Dominique Brebion: How do you define your work and artistic practice?
Shirley Ruffin: My work questions both our perception of nudity and how to use best the photographic medium. I deal with nudity as a common taboo in our Martinican post-colonial society, which otherwise witnesses the excessive exposure of the Carnival period. The starting point of my work is the scandal caused in the nineteenth century by the naked woman in Edouard Manet’s Déjeuner sur l’Herbe –Lunch in the Meadow- which I used for my final exams as a three-dimension remix in a feminine perspective reversing the roles: in my version it is the man who is naked. My work questions the contemporary practices of the remix, of sociological investigation and photographic experimentation.
DB: You mention experimenting with photography. Can you expand on this aspect of your research and creativity?
SR: Body metamorphosis, distorting the body to make it anonymous and impossible to identify, become for me, a way to confront the taboo of nudity. The use of a camera allows me to operate this device in several steps. Starting from a classical photo on paper which is burnt with acid and then pressed under a copper plate, the body alteration is achieved. Finally, I take a digital photograph which is enlarged and printed on Plexiglas to reveal the work. What is left are isolated remains on a dark background, a vain chimera.

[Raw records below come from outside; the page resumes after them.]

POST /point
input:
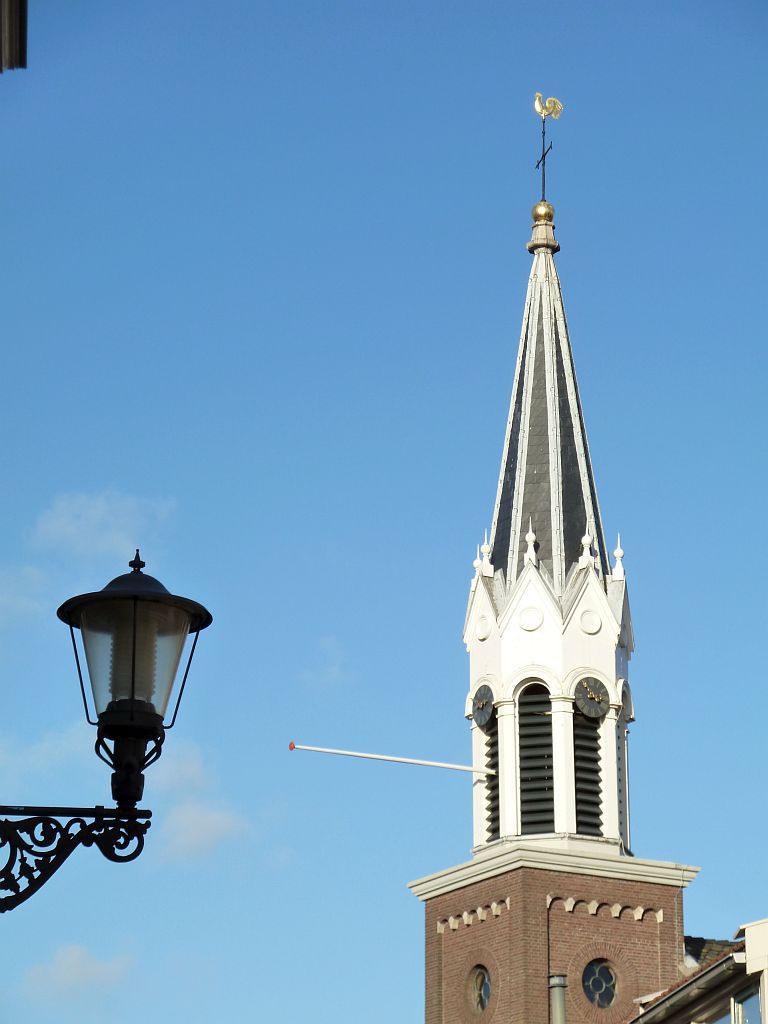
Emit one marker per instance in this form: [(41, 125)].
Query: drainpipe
[(557, 985)]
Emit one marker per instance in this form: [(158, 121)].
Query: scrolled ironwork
[(37, 845)]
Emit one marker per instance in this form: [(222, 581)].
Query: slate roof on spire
[(546, 476)]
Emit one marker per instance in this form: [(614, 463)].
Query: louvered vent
[(537, 795), (587, 765), (493, 829), (622, 775)]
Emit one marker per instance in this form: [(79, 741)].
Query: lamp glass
[(133, 648)]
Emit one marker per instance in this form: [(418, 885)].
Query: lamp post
[(133, 633)]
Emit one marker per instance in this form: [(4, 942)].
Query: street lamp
[(133, 633)]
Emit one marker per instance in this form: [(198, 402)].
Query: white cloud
[(193, 828), (329, 669), (45, 755), (23, 592), (105, 522), (181, 768), (73, 969)]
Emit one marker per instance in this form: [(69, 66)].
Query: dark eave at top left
[(12, 34)]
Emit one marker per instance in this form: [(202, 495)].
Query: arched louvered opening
[(537, 787), (623, 779), (587, 771), (493, 824)]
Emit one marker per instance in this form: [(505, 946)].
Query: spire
[(546, 475)]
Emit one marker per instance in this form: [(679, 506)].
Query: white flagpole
[(384, 757)]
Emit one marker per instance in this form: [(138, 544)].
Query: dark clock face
[(592, 697), (482, 706)]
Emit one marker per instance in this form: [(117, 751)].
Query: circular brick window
[(599, 983), (478, 988)]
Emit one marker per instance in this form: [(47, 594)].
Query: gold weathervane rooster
[(552, 109)]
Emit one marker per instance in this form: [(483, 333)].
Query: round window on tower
[(599, 983), (478, 988)]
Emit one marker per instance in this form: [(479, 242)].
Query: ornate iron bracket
[(36, 846)]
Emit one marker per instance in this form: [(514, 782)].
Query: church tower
[(553, 913)]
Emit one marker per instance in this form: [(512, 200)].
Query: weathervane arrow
[(551, 109)]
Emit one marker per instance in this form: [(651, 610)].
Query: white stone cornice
[(567, 854)]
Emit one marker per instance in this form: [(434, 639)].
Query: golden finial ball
[(543, 213)]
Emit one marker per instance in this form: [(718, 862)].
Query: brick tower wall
[(527, 924)]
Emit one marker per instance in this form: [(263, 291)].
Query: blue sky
[(262, 278)]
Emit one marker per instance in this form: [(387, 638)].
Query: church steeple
[(551, 891), (546, 476), (548, 626)]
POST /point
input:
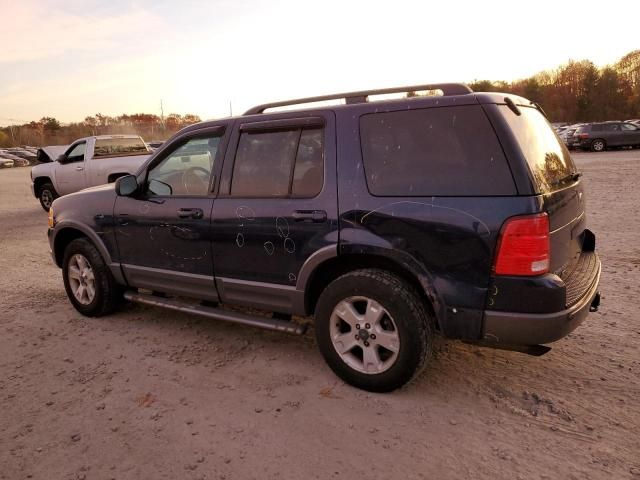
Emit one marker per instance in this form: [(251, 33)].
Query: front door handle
[(196, 213), (316, 216)]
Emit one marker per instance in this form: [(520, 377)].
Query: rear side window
[(449, 151), (112, 147), (548, 157), (283, 163)]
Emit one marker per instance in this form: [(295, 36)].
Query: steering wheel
[(202, 183)]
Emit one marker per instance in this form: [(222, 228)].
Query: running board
[(533, 350), (216, 313)]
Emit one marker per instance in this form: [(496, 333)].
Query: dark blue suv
[(387, 220)]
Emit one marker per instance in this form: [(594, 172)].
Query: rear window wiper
[(571, 177)]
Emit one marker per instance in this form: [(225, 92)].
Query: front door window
[(187, 170)]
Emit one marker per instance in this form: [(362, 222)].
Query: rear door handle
[(317, 216), (196, 213)]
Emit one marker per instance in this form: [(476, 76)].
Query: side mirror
[(126, 186)]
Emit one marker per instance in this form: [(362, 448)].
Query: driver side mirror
[(126, 186)]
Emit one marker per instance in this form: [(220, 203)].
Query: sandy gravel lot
[(150, 394)]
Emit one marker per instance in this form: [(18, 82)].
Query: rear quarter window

Vain means pretentious and narcissistic; like a Narcissus venerating his own beauty undoubtedly, but also reminiscent of this category of still life, Vanitas, or allegories of the precariousness of our life.
DB: Is there some part of chance in producing such pictures?
SR: There is much less accident today because I learnt how to master the process. After many unexpected discoveries while experimenting, I learnt to control the process of alteration achieved through the placement and consideration of acid, copper and time.
DB: You use the term Mental archeology to describe the images, what exactly are you referring to?
SR: Mental archeology –or mental images- means that we must understand the memorized or imagined representations from our brains that have been formed without direct visual stimulation. If this mental imagery is not the direct result of perception, it is otherwise based on our past visual activity and combines with our own capacity of imagination to produce new mental images. So, with this notion we must associate the representations of objects, ideas and concepts, as well.
I associate this ‘mental archeology’ with the notion of reconstitution as the images make up the fully artificial recreations of something in order to reproduce an aspect or a particular state of mind. These images have a double nature as they come from the conscious and/or unconscious part of us.